As we explore the ways that we can learn again to experience our feelings this Advent, the practice of journaling requires the least specialized skill or supplies, but the blank page can be daunting. I can’t even count the number of times that I have tried to begin the practice of journaling but stopped because I could not decide what to write.
A friend recently shared this technique for journaling-
Event - Memory - Feeling - Gift - Desire
With that scary and foreboding blank page before you, simply rest in the day that is past and think of one event. Describe the details of the event in your journal. As the details emerge on the page, engage the memories that the event evokes. Probe into the details and the memories until you can name the emotions that you felt (or avoided) at the time and the emotions that you are feeling now. Take a little time to experience and not judge these emotions. While there are some emotions that we might enjoy more than others, there are not necessarily good emotions and bad emotions. Each of our emotions are a gift that provides insight into ourselves. By welcoming and experiencing these emotions, we begin to recognize our desires. We can see the ways in which we attempt to satisfy these desires in things other than God, and we can see the ways in which God truly satisfies these desires.

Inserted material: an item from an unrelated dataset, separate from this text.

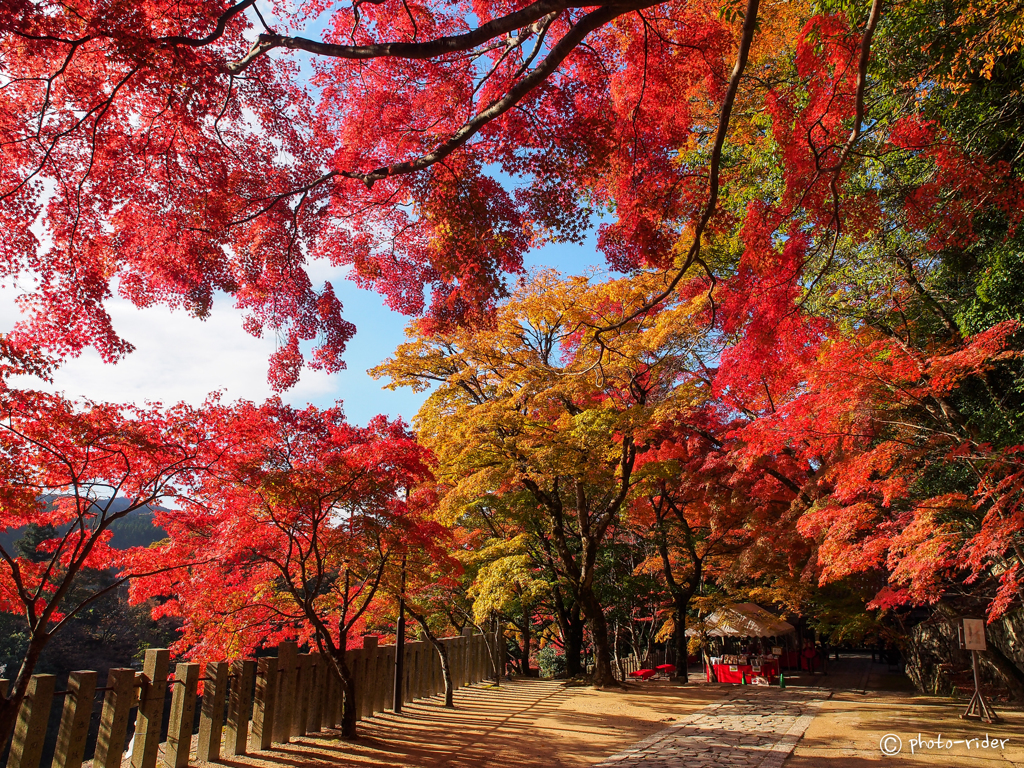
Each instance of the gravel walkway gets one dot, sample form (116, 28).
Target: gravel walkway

A journal entry might look something like this:
I stopped today for ice cream. I don’t often stop for ice cream without some excuse, especially not alone, but today, I dropped by Dairy Queen for a peppermint hot cocoa blizzard. I was reminded of the stops we have made as a family on road trips for blizzards. The peppermint and chocolate brought forth memories of various Christmas seasons. I felt and savored the love and comfort of family, but something else was there as well. I could hear in the back of my mind, “People will disappoint you but ice cream will never disappoint you.” I felt the disappointment, hurt, and betrayal (real and imagined) that often accompanies the stress and unmet expectations of the holiday season. While I want to hide these feelings in the ice cream, instead, I struggle to welcome them and experience them in full. I find the gift of both the feelings of love and comfort as well as the feelings of hurt, betrayal, and disappointment as I recognize my desire for meaning and belonging in community. I can see the ways in which God meets this desire in times of worship, prayer, and in unexpected graces. I can also see the ways in which I expect to manufacture meaning and belonging.
What might you find awaiting you on that blank page?